The first reason of this approach is me. I have never GMed dungeon crawls and even the times I have played one can be counted with my fingers. I have never played a long dungeon campaign or had the pleasure of hunt experience with D&D back in the day.
Second reason is the background of our group. Half of the players are much more familiar with D&D and Pathfinder than more “story driven” rpgs. This way we all get the joy of dungeoneering with the spice of story driven campaign.
Third reason is to challenge ourselves (or at least me) to make the system work. While toying with the Wayward Sons hack and my own gaming system I have yearned for hard written rules to follow. Restricting the action into dungeons (or dungeon-like surroundings) allows me to justify the hard rulings and setting me free of “being the fan of the characters”. Rules and dice let me to set thing upon characters that they can either deal with or succumb under.
(This yearning was actually inspired by Ville’s adventures with the OSR. I have been bugging him to write more about it but have not succeeded in this quest thus far.)
Other major influences for me while I began to think this campaign were RodeoGames’ Warhammer Quest app and the fact that I knew I wanted to use the battle map as often as possible. Since I have been collection Warhammer minis for over a decade I have a vast collection of adversaries to throw against my players’ characters.

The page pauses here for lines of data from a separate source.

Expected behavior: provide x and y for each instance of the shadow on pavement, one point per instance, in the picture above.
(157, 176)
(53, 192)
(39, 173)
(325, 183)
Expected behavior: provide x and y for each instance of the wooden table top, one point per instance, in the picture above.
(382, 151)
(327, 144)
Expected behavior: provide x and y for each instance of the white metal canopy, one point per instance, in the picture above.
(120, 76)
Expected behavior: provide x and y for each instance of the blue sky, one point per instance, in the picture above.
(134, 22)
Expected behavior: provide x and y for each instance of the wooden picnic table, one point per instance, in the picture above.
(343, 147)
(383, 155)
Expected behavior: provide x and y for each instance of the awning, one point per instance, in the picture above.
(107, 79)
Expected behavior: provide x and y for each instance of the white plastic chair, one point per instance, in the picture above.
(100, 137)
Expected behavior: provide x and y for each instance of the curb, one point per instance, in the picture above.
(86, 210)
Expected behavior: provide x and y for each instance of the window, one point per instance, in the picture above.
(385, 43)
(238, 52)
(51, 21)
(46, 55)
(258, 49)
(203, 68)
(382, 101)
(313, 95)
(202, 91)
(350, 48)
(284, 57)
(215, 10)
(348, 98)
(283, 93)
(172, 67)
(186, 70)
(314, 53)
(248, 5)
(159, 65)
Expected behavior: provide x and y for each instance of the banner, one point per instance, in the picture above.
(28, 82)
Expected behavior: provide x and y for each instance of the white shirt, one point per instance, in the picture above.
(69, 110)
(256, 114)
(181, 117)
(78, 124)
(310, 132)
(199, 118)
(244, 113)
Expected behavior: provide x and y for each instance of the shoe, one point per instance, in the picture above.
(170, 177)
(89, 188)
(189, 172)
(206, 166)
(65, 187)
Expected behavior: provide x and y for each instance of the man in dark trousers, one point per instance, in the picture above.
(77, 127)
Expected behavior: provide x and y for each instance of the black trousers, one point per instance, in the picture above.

So how did the first session go? I think it was a success. All players had created their characters in advance (wood elf thief, wood elf kithband warrior, human initiate of Sigmar and an Estalian diestro) so we managed to get the game going relatively quickly.
After a couple of successful experiences with starting with the action I just told the players their characters woke up in a complete darkness. They started to poke around and presented their heroes in a characterful way. Soon they found their way out of the cell they were locked in, got a single candle to light their way and set out to explore their first dungeon.
I really liked this approach. To me it set the tone for the whole campaign from the start. Unknown dungeons with dangers that are not always horrible monsters. The fact that we used the battle map and the corebook was browsed for several unnecessary rules get us into a right mind set. This game is not about social interaction with merchants in the busy streets of Altdorf. It is the adventure at the backland of the Empire were strange beings lurk behind every corner.
Hopefully we can keep this candle burning for long enough time to have another memorable campaign in the Old World. I know I’m working my ass of for it – this first adventure will be published as a completely written (and hopefully somewhat illustrated) pdf as soon as I we have played it through and I have made the necessary corrections.